Sir Geoffrey Rowland was speaking about the future of the nearly 1,000-year-old relationship with the English Crown.
He said: "I would predict we would remain in exactly the same place as we do in our relationship with the Crown.
"But all the time we're maturing as a society and it's important we become more distant, it seems to me, from Her Majesty's Government."
Sir Geoffrey said: "I believe that's what we would aspire to, but that doesn't mean independence.
"It's always right to contemplate what issues there would be if ever we had to seek an independent status.
"But I really don't see it as being something that is even on the horizon at the moment."

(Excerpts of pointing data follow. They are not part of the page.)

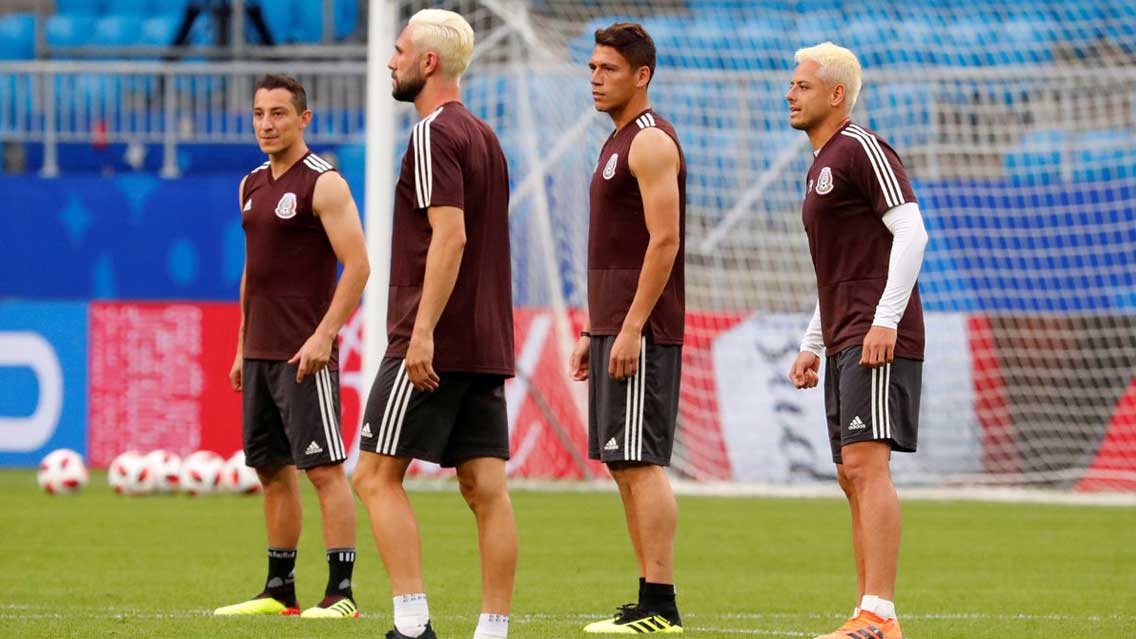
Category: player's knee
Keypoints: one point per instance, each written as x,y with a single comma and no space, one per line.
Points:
325,476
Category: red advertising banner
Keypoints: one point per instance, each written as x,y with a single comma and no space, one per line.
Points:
159,379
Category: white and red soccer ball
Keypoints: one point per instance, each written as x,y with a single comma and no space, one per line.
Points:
164,471
239,478
127,474
61,472
201,472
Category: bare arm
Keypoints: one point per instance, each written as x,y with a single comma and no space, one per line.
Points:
336,210
443,262
654,162
236,372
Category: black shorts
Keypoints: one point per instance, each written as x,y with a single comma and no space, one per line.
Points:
871,404
633,420
464,418
287,422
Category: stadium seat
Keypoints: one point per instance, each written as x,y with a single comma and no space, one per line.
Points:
159,31
1037,159
17,36
67,30
136,8
80,7
117,31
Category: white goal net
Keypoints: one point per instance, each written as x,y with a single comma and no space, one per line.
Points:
1017,131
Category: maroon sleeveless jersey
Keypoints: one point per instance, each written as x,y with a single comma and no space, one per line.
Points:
618,239
454,159
289,262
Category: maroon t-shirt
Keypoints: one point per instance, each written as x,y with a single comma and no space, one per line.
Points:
618,238
454,159
289,262
854,180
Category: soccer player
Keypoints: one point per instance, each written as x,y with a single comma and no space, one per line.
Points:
631,351
867,238
440,391
299,221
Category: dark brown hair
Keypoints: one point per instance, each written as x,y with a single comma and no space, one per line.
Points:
278,81
633,42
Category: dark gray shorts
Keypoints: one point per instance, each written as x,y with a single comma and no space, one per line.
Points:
287,422
633,420
464,418
871,404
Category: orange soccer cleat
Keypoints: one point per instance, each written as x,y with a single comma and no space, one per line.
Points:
867,625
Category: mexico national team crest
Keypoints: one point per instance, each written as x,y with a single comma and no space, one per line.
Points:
609,169
285,208
825,181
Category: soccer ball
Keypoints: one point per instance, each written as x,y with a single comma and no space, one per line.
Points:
127,474
164,471
201,472
239,478
61,472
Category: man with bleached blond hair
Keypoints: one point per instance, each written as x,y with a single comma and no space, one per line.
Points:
867,238
440,390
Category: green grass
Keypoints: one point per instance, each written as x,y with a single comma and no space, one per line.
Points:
100,565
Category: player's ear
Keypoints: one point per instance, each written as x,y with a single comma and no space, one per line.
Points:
643,77
838,96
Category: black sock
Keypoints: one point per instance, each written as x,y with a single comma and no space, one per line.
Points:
340,566
659,598
281,582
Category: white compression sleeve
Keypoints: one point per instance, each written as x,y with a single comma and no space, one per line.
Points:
909,240
813,340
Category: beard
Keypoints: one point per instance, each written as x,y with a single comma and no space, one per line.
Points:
408,89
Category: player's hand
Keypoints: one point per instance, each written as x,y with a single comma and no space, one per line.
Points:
625,353
420,363
235,374
805,370
312,356
878,347
578,359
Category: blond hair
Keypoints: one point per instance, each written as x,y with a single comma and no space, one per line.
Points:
837,66
448,34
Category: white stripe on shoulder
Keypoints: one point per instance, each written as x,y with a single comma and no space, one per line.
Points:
424,166
874,148
320,162
883,157
310,164
890,199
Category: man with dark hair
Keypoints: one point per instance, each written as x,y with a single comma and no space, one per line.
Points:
636,306
299,221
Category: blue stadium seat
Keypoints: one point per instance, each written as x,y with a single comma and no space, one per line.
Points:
1037,158
117,31
159,31
1104,155
80,7
17,36
138,8
67,30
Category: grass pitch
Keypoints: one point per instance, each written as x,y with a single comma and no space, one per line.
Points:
102,565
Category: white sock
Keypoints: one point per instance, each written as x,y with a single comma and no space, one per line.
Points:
411,614
492,627
879,607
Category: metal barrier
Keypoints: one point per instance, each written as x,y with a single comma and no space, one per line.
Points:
53,102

Sir Phillip Bailhache, the former Bailiff of Jersey, believes independence might not be that distant.
"I think that we ought to be preparing for the possibility that it might be in the interests of the island, at some stage in the future, to become a sovereign state, but that doesn't affect our relationship with the Crown."
The relationship between the Channel Islands and the English Crown goes back to 1066 when William, Duke of Normandy conquered England.
Roger Perrot, a former Guernsey advocate, said: "There's always been allegiance to the Crown.
"The problem is that in practice what's happened is there has been a sort of hijacking of that relationship by the government in the UK on behalf of the Crown.
"That's where, as far as I'm concerned, any problems have arisen."